Le XIX°siècle

Le Mobilier

Le mobilier du premier empire n'a pas trop souffert de la furie révolutionnaire car la "Terreur" et son cortège de destructions étaient passés. Mais le savoir-faire et le bon goût du siècle précédent déclinaient sans cesse pendant la Restauration et sous le règne de Louis-Philippe.

Les intérieurs bourgeois réclamaient davantage de meubles et le recours à l'artisanat devenait prohibitif. Aussi, les intérieurs bourgeois ne devaient pas briller par leur délicatesse. La majeure partie des murs intérieurs étaient revêtus d'un papier peint triste et vulgaire.

Les meubles présentaient des formes raides ou tourmentées (il fallait effacer le goût de l'Antiquité, cher à Napoléon). Des tentures aux motifs floraux agressifs garnissaient tous les espaces libres : lits, fenêtres, portes, etc.
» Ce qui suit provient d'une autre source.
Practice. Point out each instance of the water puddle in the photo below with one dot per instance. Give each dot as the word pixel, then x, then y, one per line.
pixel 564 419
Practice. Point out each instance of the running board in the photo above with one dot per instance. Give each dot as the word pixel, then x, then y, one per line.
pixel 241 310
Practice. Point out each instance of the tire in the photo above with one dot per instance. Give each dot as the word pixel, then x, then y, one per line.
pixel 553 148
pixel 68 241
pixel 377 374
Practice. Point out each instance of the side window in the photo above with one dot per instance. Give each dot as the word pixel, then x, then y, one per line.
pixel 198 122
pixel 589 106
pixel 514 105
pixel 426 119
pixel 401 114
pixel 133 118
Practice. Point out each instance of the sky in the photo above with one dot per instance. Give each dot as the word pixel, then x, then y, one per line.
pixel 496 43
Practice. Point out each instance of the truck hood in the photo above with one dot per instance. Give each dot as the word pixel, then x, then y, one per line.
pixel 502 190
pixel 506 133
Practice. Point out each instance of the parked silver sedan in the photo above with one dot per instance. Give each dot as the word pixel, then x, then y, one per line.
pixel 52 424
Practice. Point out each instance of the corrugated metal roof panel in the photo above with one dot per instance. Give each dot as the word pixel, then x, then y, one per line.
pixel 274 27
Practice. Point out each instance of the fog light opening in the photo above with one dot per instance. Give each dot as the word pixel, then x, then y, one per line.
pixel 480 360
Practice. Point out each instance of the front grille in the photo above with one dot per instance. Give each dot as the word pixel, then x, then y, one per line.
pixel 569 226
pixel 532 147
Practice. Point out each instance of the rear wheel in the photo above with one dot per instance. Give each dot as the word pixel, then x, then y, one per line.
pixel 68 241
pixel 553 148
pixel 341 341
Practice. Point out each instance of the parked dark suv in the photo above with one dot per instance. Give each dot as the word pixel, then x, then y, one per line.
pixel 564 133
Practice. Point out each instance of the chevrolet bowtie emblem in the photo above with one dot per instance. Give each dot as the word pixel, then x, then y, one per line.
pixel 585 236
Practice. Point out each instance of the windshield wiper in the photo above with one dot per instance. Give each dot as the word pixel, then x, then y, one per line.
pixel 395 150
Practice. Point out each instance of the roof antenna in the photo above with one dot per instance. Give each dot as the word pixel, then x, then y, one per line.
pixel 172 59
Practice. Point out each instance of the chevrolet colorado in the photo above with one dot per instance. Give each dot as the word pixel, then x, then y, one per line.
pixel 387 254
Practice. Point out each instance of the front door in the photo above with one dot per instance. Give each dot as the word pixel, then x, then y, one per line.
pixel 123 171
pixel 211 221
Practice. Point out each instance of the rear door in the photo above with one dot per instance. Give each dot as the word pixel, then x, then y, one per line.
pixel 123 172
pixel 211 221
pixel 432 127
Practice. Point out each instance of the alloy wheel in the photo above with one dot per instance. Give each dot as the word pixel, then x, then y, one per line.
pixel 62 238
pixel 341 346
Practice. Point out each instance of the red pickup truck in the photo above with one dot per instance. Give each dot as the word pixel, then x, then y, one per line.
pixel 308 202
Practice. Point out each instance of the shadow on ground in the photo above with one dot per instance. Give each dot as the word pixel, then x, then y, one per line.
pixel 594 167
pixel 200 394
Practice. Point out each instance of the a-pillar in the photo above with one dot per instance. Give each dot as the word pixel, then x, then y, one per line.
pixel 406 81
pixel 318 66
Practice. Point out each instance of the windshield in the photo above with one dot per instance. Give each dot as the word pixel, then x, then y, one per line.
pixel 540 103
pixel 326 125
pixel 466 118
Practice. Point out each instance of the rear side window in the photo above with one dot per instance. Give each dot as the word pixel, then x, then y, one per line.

Le style Charles X présente des bois de teinte claire. Les artisans de la Restauration comme Jacob, F. Baudry, les Jeanselmes, L.F Puteaux, F. Rémond, Werner. ont des goûts plus modestes car les meubles qu'ils créent sont moins massifs.

La mode est au mélange des bois exotiques et domestiques comme l'orme ou l'érable. Le sycomore ou le noisetier accompagne le bois de rose, l'acajou ou l'ébène.

La marquèterie est redevenue à la mode; elle affiche des motifs représentant des palmiers, des ibis, voire des pharaons stylisée car des fouilles archéologiques sont menées en Egypte à cette époque.

Enfin, les montages à "queue d'arondes" sur chêne sont courants.

Le mobilier du second empire est assez varié, si on excepte le choix uniforme de l'ébène. De 1852 à 1870, FOURDINOIS, ébéniste officiel de la cour impériale, réconcilie la tradition artisanale avec le goût impérial. Les rembourrages capitonnés des chaises, divans et fauteuils sont souvent décorés de franges.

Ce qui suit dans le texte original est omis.